Originally posted by TheDS:
Ship-type designations are not as simple a matter as they should be. There is a long and complicated history of what things like "cruiser" and "frigate" and "destroyer" mean, and the terms change based not on anything logical, like mission, but on political needs. For instance, a treaty to limit the number of cruisers will perhaps result in a class of ships that SHOULD be called cruisers being labels as destroyers instead. The treaty says you can have only so many cruiser, but nothing about destroyers, so destroyers may wind up being more powerful. Indeed, an AEGIS destroyer is almost identicle to an AEGIS cruiser!
In the modern US navy, frigates are taking on roles that were the realm of destroyers, which are taking on cruiser roles, which are taking on battleship roles (that is, they are going away).
The "modern traditional" role (if anything can be called such) for ships is as follows:
Frigates are the smallest ship which can operate independently, and it is generally used as a screen against enemy ships. Frigates are NOT very fast or capable, but they are generalist ships; they can do anything, just not very well.
Destroyers are specialist ships. They are focused for a particular mission, at the cost of being able to do anything else. An anti-sub DD can't defend well against air attacks, but it's excellent against subs. An anti-air sub sucks when enemy ships come close for a gunnery duel, but they are good at shooting down aircraft and missiles. A DD loaded to the hilt with SSMs will annihilate an enemy surface group, but is a sitting duck against subs and air threats.
Crusiers are intended to be local command ships. (CC means "Command Crusier".) They are generalist ships, so that they can do anything, and since they are bigger than destroyers, they can do that multitude of things almost as well as the destroyer does its one thing. (Destroyers are specialized to give them SOME way to outperform a cruiser.) Crusiers head up small SAGs (Surface Action Groups), or can operate independently. A group of cruisers is good at cheaply denying an area to the enemy. A cruiser should be able to outfight any enemy ship, other than its battlewagons.
Battleships are designed for one primary purpose: to destroy enemy battleships. They are not supposed to go after enemy shipping. They are not supposed to help land troops. They are not supposed to patrol. (But they do these missions pretty well, eh?) When the enemy has warships where you don't want them, you send your battleships to clear them out. The enemy responds by sending his own battleships to stop them.

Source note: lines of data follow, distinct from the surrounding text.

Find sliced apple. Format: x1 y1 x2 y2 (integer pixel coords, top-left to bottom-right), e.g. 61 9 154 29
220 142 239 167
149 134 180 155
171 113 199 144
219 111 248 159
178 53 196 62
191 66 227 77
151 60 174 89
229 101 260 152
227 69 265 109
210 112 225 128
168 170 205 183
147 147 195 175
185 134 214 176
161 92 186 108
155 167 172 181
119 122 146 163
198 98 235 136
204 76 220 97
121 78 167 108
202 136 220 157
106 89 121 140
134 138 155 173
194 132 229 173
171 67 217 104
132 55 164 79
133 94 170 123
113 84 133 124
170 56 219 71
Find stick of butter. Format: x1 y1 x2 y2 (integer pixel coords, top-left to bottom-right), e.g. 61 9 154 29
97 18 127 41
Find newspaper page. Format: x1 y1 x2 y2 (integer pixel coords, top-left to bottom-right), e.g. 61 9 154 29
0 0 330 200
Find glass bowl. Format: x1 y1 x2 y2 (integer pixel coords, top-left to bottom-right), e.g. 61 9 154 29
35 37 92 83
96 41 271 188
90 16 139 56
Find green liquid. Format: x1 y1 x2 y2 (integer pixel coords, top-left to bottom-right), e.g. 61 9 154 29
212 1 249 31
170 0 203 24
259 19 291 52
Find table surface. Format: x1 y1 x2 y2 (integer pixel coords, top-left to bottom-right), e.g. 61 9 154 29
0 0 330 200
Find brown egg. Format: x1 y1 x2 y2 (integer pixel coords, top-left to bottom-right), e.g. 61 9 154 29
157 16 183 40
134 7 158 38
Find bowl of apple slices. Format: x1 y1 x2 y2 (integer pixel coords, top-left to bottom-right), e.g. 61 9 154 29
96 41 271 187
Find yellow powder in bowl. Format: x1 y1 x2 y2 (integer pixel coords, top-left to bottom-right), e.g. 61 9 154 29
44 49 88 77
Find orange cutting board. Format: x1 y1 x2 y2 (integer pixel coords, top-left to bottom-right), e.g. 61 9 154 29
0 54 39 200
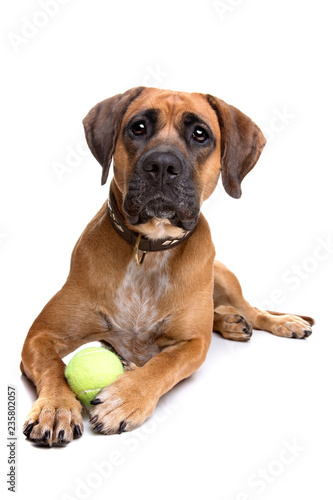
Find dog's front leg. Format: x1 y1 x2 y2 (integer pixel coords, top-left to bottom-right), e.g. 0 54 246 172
21 330 83 446
90 296 213 434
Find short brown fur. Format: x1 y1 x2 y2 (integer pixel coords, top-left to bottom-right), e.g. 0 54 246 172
21 88 313 446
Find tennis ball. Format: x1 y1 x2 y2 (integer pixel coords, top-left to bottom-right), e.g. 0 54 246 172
65 347 124 406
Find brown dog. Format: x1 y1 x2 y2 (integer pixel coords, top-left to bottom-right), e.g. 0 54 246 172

On the water, things can get really blurry. For instance, in WW2, we were worried about the ability of enemy destroyers to rush the guns and sink battleships. A group of DDs as few as 3 ships COULD have survived long enough against the 5-inchers that they could have caused some serious harm to the BBs. DDs were also good at torpedoing enemy ships, and even BBs feared torpedoes.
Submarines are DD-sized, and capable of sneak attacks. A small group is quite capable of destroying a fleet that is not leary of them.
In space (in the Imperium), you have the opportunity to do what Earth has never done: define things.
Define a cruiser as a ship in the range of 10,000-50,000 Dtons, multi-purpose (has a big gun and lots of little ones), 4G (meaning it's faster than most battleships of 2-3G), and whatever else.
Define a destroyer as being 1000-5000 Dtons, specialized for a single mission.
Define a battleship as 100,000-500,000 Dtons, devoting the majority of its freespace as a single weapon (like a giant PAWS or Meson gun), few secondary weapons, heavy armor, and usually no more than 2G.
This doesn't stop you from making variations either, like you could define a battlecruiser as a ship 50,000-100,000 Dtons, 4G, a heavy gun, moderate armor, and several secondary weapons. There will be plenty of sub-classes of DD, too.
This is along the lines of what I did in my game, and it makes it so much easier to see what's what. I take the "patrol cruiser" as simply being a class name rather than a type-name. (I type it as a frigate.)